E sembra quasi che in Italia tutto si affronti solo emotivamente. Ma la democrazia per reggere ha bisogno di bene altre risposte, consapevoli, forti, dettate da una attenta lettura della realtà e soprattutto sostenute dal diritto.

Non sempre infatti la democrazia funziona. A partire da una vecchia formula che la considera come governo del popolo per il popolo, la democrazia formale si riduce a governo del popolo (mero rito istituzionale), la democrazia sostanziale è piuttosto un governo per il popolo. La prima, popolare solo in apparenza e simile a un guscio d’uovo svuotato, potrebbe favorire una minoranza ristretta di detentori del potere economico. La seconda invece rispecchia di più il significato aristotelico di un governo della classe più numerosa, ovvero quella dei poveri, a discapito delle élites.

In genere quando si parla di democrazia si prova sempre a porre l’accento sul tema dei doveri, e tuttavia l’attenzione al bene comune si incrina perché i processi democratici non funzionano così e suppongono anche altro.

Per sentirsi parte di una democrazia, per rispettare le regole del vivere comune, è infatti necessario far parte di una comunità di diritti. Un qualsiasi ragazzo, non facente parte delle élites di questo paese potrebbe pensare: se mia madre si ammala, chi mi permetterà di continuare gli studi? E se mio padre perde il lavoro come posso arrivare all’università? Perché un povero, un giovane senza mezzi per sue legittime ambizioni dovrebbe nutrire interesse per la democrazia se la comunità non lo sostiene nei suoi progetti? Non sono forse il diritto alla salute e all’istruzione tra i beni essenziali della persona? Non siamo sempre noi cattolici ad invitare i giovani ad aver un progetto per il futuro?
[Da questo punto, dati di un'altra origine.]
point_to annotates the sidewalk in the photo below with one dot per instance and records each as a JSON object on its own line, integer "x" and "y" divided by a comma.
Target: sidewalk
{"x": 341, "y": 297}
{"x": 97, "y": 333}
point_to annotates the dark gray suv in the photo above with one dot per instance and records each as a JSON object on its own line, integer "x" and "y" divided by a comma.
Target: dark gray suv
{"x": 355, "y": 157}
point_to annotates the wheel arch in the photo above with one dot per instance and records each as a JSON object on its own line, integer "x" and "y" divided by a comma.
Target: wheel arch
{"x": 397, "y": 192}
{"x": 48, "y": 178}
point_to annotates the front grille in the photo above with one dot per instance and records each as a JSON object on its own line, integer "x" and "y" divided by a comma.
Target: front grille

E se non vi sono i mezzi per questo progetto, in che modo, ad esempio, la Chiesa li aiuta?

Dunque: io mi sento tenuto al rispetto del bene comune e divengo partecipe della democrazia quando sono parte di una comunità di destini, quando so che il mio destino sta a cuore alla comunità, quando so che essa non lascia indietro nessuno e a tutti sono offerti gli stessi diritti.

In tal senso mi viene da pensare all’azione politica di Giorgio La Pira. Per il sindaco di Firenze, essere un politico credente e cristiano non voleva dire fare il baciapile o andare a tutte le processioni religiose, essere fanatico di statue, o farsi foto con preti e prelati, o baciare anelli ad ogni festa di precetto.

Ma ben altro: creò quartieri e case popolari vivibili e tuttora molto belle come l’Isolotto (eh sì anche i poveri hanno diritto alla bellezza) e si schierò più volta favore dei diritti degli operai. Non si adoperò solamente per la carità ai poveri, ma mantenne alto il livello di istruzione nelle scuole dei quartieri disagiati di Firenze perché anche chi nasce povero ha diritto ad una seria istruzione in modo da poter uscire dalla sua condizione e non esser sempre oggetto e destinatario di elemosina. Per quasi trent’anni Firenze non risentì della crisi dell’edilizia scolastica.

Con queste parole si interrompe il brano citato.